The Banoffee pie is a British sweet pie made with bananas, whipped cream, and a thick caramel sauce (made from boiled condensed milk or dulce de leche), on a base of crumbled biscuits and butter.
Some versions of the recipe also include chocolate and/or coffee.
The credit for the invention of the pie goes to Nigel Mackenzie and Ian Dowding, respectively the owner and chef of the former Hungry Monk restaurant in Jevington, East Sussex, England.
The two claim they created the dessert in 1971, based on a San Francisco recipe for “Blum’s Coffee Toffee Pie,” which used a kind of dulce de leche, a soft toffee made by boiling an unopened can of condensed milk for several hours.
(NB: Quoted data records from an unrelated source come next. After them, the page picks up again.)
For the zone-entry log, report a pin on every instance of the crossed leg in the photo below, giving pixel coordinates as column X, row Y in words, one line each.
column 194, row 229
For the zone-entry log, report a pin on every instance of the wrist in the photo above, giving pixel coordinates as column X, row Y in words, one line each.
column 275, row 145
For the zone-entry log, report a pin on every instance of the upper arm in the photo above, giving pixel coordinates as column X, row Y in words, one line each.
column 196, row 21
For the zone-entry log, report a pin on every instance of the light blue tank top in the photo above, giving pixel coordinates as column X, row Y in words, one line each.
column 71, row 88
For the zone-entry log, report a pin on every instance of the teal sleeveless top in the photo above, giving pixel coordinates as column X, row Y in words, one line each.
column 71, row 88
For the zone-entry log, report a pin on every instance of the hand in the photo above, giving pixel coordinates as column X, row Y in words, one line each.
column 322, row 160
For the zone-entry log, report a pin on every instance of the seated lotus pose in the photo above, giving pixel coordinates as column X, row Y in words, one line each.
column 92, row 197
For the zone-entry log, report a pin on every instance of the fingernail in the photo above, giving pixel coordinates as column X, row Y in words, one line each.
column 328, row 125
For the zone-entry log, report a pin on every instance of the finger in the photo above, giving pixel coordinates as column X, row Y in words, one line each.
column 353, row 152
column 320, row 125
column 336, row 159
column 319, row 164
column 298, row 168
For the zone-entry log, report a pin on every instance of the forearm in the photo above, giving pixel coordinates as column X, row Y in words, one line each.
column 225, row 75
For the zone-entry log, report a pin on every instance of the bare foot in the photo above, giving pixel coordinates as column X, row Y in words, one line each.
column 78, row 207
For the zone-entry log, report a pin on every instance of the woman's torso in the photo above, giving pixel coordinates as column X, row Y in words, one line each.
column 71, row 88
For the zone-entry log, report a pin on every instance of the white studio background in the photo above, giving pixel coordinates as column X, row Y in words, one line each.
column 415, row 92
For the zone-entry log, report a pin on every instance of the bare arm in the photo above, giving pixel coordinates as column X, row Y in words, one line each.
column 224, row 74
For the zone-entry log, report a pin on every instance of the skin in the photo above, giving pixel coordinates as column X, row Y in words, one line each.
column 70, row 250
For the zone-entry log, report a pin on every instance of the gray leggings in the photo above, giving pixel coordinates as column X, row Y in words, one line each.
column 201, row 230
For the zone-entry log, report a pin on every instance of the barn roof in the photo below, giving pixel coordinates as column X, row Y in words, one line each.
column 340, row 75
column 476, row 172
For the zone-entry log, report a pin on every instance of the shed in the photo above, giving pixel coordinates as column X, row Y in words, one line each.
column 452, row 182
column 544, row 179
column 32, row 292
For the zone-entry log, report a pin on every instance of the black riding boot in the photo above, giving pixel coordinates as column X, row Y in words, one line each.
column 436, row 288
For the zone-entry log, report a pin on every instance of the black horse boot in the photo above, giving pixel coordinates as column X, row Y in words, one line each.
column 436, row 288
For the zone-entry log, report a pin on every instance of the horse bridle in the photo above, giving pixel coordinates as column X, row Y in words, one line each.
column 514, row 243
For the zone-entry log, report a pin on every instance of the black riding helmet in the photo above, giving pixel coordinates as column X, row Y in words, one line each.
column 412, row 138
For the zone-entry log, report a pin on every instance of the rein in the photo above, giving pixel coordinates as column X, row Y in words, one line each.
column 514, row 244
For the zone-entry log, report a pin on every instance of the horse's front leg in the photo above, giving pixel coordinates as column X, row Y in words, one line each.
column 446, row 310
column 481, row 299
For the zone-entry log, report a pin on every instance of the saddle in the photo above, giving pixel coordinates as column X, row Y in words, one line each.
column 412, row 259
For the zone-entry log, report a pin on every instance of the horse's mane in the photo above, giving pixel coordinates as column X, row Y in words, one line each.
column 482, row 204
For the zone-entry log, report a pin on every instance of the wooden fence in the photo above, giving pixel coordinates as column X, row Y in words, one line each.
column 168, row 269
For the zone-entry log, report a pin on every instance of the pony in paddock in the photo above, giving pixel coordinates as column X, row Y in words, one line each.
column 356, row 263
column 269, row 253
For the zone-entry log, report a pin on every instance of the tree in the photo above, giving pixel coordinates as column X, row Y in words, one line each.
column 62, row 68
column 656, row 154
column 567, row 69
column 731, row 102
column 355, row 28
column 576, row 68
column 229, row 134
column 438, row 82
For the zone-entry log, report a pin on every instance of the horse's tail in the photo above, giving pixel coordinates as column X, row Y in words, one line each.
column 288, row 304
Mackenzie and Dowding tried various modifications, including the addition of apple or tangerine, Dowding suggested the banana and Mackenzie the name Banoffee Pie, and the pie quickly became popular
The word “banoffee” has entered the English language, used to describe any food or product that tastes or smells of both banana and toffee.
In 1984, several supermarkets began selling it as an American pie, prompting Mackenzie to offer a £10,000 prize to anyone who could disprove their claim of being the English inventors.
- Difficulty: Medium
- Cost: Inexpensive
- Rest time: 1 Hour
- Preparation time: 10 Minutes
- Portions: 6 People
- Cooking methods: Stove
- Cuisine: English
- Seasonality: All seasons
Ingredients
- 8 oz digestive biscuits
- 6 oz butter
- 2.6 oz sugar
- 13.4 fl oz condensed milk
- 2 bananas
- 5.3 oz whipping cream
Tools
- 1 Baking Pan 8.5 inches
Steps
Crush the biscuits, and add 3.5 oz of melted butter.
Line the base of a 22 or 25 cm springform pan with the biscuits, pressing down with a spoon to adhere them.
In a small saucepan, boil for about 1 minute 2.6 oz of butter with the sugar and the condensed milk.
Pour the cream over the biscuit base and, after cooling, place the pan in the refrigerator for 1 hour.
Slice the bananas, whip the cream. Decorate the pie and finish with a dusting of cocoa over the cream.
A recipe for the pie, which uses a crumbly biscuit base, is often featured on cans of Nestlé condensed milk.
The recipe was published in “The Deeper Secrets of the Hungry Monk” in 1974 and reprinted in the 1997 cookbook “In Heaven with The Hungry Monk”.